My Thoughts on Why Women Drink & Drunkorexia

Alcohol use among women has been increasing at an alarming rate. In fact, according to the JAMA Psychiatry article published in September 2017, there was a 34% increase in high-risk women drinkers and alcohol use disorder (AUD) from 2002 to 2013 compared to a 13% increase in men. This demonstrates that alcohol use among women is a growing public health issue that needs to be addressed. However, with the media, marketing strategies employed by alcohol companies and the normalization of alcohol in our society, addressing this issue is becoming increasingly harder to do.

There are several ways that women are targeted by both the media and marketing strategies which appeal to them to drink. One of the best-known examples of this is the wine company, “MommyJuice”. The marketing strategy behind this brand is that it is stressful to be a mother – to juggle taking care of yourself, your kids, and work – and that even moms need a way to unwind. And what a better way to de-stress than with a glass of MommyJuice? While moms do work incredibly hard (and absolutely need to take time for themselves), is encouraging them to relax with alcohol the best way? Especially when it’s branded in such an insidious way, it appears to be taking advantage of women and their situations.

It is common for kids to have playdates, and while the kids are playing so are the parents who use this as an excuse to socialize and drink. There are potential consequences that can result from an afternoon of drinking such as the safety of both the adults and children and the normalization of alcohol. After the play date, the mom might have to drive herself and her children home. If her inhibitions are impaired from the “mommyjuice”, the potential for car accidents increases. The act of moms drinking during a child’s playdate can also normalize alcohol for the child. If they are constantly around it as a child because their parents drink in front of them, they may be more likely to drink in adolescence and adulthood.

Another example is the Skinnygirl Cocktail line, with the advertising campaign of “Drink Like a Lady.” The marketing strategy here is that women can still drink but without the worry of extra calories. This will appeal to women because of the societal norms regarding appearance. The other day I saw an advertisement for spiked sparkling water – with only 100 calories, the can reads. I was shocked that an innocent beverage such as sparkling water now needs to be spiked to be enjoyed. Even beer companies have been marketing low-calorie options for women. The reaction the alcohol industry is hoping to elicit from women is, “What’s better than being able to indulge in an alcoholic beverage without the guilt from the empty calories that come with it?” The way these brands are being marketed towards women, many of whom are susceptible to succumbing to them because they address issues that affect women, is manipulative.  A quick google search for “low-calorie alcohol” will bring up several articles with suggestions on how to select drinks that will still get you drunk minus the extra calories. Other websites like beer100 offer charts with the caloric content of the different brands of beer. This information is easily accessible, and if the internet says it works, then people believe it.

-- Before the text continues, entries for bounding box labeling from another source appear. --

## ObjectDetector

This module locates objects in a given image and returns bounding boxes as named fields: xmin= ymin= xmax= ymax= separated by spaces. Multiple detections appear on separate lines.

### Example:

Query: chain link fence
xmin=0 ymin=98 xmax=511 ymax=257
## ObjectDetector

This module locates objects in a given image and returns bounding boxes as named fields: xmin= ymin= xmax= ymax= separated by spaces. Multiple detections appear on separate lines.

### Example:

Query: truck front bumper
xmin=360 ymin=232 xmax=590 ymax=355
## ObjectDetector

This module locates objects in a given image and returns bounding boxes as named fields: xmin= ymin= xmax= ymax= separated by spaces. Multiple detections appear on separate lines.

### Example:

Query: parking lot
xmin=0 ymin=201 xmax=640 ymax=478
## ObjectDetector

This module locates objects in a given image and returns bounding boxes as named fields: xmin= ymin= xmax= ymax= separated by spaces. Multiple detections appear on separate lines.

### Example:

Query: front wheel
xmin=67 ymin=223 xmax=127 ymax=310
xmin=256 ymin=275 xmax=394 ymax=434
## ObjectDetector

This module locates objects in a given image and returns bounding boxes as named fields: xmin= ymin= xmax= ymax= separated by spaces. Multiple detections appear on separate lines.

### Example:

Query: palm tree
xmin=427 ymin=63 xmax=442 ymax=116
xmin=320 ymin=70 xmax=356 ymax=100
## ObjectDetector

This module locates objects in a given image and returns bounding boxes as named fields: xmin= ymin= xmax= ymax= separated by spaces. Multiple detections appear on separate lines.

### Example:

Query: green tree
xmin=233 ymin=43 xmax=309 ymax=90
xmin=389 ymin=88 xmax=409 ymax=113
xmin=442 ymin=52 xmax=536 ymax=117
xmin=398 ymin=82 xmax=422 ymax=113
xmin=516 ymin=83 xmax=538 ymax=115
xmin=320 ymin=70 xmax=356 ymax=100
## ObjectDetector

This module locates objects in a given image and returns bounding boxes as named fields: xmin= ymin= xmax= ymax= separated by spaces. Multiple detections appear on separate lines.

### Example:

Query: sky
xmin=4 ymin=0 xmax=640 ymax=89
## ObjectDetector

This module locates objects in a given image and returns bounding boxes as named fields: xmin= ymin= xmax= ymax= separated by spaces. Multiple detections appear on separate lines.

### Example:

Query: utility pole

This leads me into another drinking phenomenon to which I was completely unaware of until recently: Drunkorexia. The name is what it implies; it is a pattern of starvation, excessive exercise or binging and purging in order to consume multiple drinks. This pattern is often seen in women who are concerned about their calorie consumption and body image. Because there is no food in their system, the individual is more susceptible to the effects of alcohol. They will become drunk quicker and are at a higher risk of passing out and of alcohol poisoning. From basic human anatomy differences between women and men, we know that women are more vulnerable to alcohol’s effects. Women tend to have a higher body fat percentage and less body water. Because there is less water in body fat, alcohol is diluted in the blood at a slower rate. Women also have a lower level of alcohol dehydrogenase, which is an enzyme that assists in metabolizing and eliminating alcohol from the body. The bottom line is that women suffer from the effects of alcohol more than men, especially if they are drinking spirits in order to avoid extra calories.

In addition to alcohol companies marketing their products specifically to women, there are several other consumer products that use this as a way to sell products while contributing to the pattern of women and drinking. For example, wine glasses are sold with the mottos “MommyJuice” or “Surviving motherhood one glass at a time” written on them. Cup towels, aprons, magnets, and several other similar products are sold which perpetrate this increasing trend of women who drink. These novelty items are given as gifts, oftentimes as a joke, but they still carry that message that drinking for women is a necessity to cope with the stressors of daily life.


I understand that some people don’t necessarily see this as a problem – they think these products are funny and is meant to be taken as a light-hearted joke or that indulging in alcohol isn’t the worst thing they could be doing – but if they take the time to look at the national trend in high-risk drinking and AUD mentioned earlier, I would hope that they would change their minds. Alcohol companies have noticed this upward trend in the number of women who drink, and are using that information to exacerbate a public health issue. Because drinking is so normalized and engrained within our culture, it is not viewed as a problem and the alcohol industry, unfortunately, takes advantage of this.